College campuses are literally a network of amazing students, staff, and faculty with interests as varied as yours. The University Student Union and Activities website (http://sua.umn.edu/groups/) boasts hundreds of student groups ranging from the Active Energy Club to the Zoology Club.  The Carlson community also offers student groups focused on various areas of business and coordinated through a college-wide Business Board.

 I remember attending the activities fair during Welcome Week and being completely overwhelmed by the quantity of organizations and the variety of their missions.  By chance, I spoke with representatives from Women in Business, the organization for which I am now President.  As it turns out, engagement with student organizations is really simple. Putting your name on an email list, speaking with one of the officers at recruiting events, or perusing the SUA website to find organizations that fit what you are looking for are some of the easy, and effective ways to get involved on campus.

Many students also forget the amazing opportunities to get involved outside of student organizations. As I mentioned, the University offers access to some of the best minds in the world. Our professors study topics like the eradication of food deserts through local organic food movements, the evolution of wind power, and the history of rock and roll. As a land-grant university, these professors are continually doing research in their fields (yes- even in business!) and are looking for students to help. Working as an Honors Research Assistant or serving as a class TA can expose you to the cutting edge learning happening right here at the University of Minnesota.

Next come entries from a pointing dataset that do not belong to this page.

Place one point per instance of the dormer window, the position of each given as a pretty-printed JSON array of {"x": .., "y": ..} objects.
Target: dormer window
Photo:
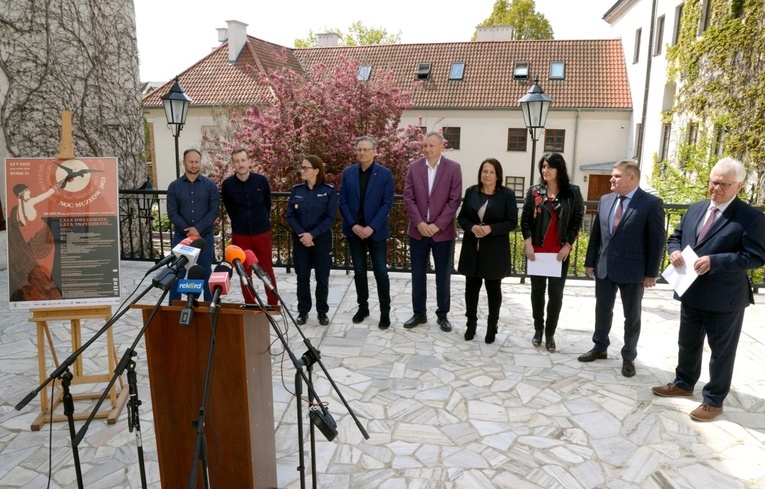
[
  {"x": 423, "y": 71},
  {"x": 364, "y": 73},
  {"x": 457, "y": 71},
  {"x": 557, "y": 70},
  {"x": 521, "y": 70}
]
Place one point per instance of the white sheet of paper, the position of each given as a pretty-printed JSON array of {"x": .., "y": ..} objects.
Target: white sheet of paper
[
  {"x": 682, "y": 278},
  {"x": 545, "y": 265}
]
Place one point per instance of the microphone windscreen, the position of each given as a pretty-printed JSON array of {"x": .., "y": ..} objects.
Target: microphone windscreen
[
  {"x": 196, "y": 272},
  {"x": 250, "y": 259},
  {"x": 199, "y": 243},
  {"x": 233, "y": 253}
]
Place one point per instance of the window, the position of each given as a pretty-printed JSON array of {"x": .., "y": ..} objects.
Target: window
[
  {"x": 666, "y": 131},
  {"x": 457, "y": 71},
  {"x": 516, "y": 139},
  {"x": 706, "y": 10},
  {"x": 554, "y": 139},
  {"x": 719, "y": 144},
  {"x": 423, "y": 71},
  {"x": 521, "y": 70},
  {"x": 636, "y": 54},
  {"x": 638, "y": 141},
  {"x": 678, "y": 24},
  {"x": 659, "y": 36},
  {"x": 452, "y": 136},
  {"x": 557, "y": 70},
  {"x": 364, "y": 73},
  {"x": 517, "y": 185},
  {"x": 693, "y": 134}
]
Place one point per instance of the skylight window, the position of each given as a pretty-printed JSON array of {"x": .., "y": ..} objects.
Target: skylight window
[
  {"x": 521, "y": 71},
  {"x": 364, "y": 73},
  {"x": 457, "y": 71}
]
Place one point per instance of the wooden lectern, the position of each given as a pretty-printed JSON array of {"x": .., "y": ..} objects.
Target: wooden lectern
[{"x": 239, "y": 419}]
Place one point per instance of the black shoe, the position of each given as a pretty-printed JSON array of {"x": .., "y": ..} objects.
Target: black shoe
[
  {"x": 593, "y": 355},
  {"x": 470, "y": 332},
  {"x": 628, "y": 368},
  {"x": 415, "y": 320},
  {"x": 491, "y": 335},
  {"x": 360, "y": 315},
  {"x": 446, "y": 326}
]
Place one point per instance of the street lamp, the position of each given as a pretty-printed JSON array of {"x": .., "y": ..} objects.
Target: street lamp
[
  {"x": 534, "y": 106},
  {"x": 176, "y": 104}
]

Don't think of getting involved on campus as a task or worry that you need to replace that debate team captain line on your resume. Instead, let your interests drive your engagement and find the organizations, research, and volunteer opportunities that fit you! As most college grads will attest to- learning in the classroom is only part of the college experience. The experiences gained outside the lecture halls are often the ones that stick with you (even after that spring final exam)!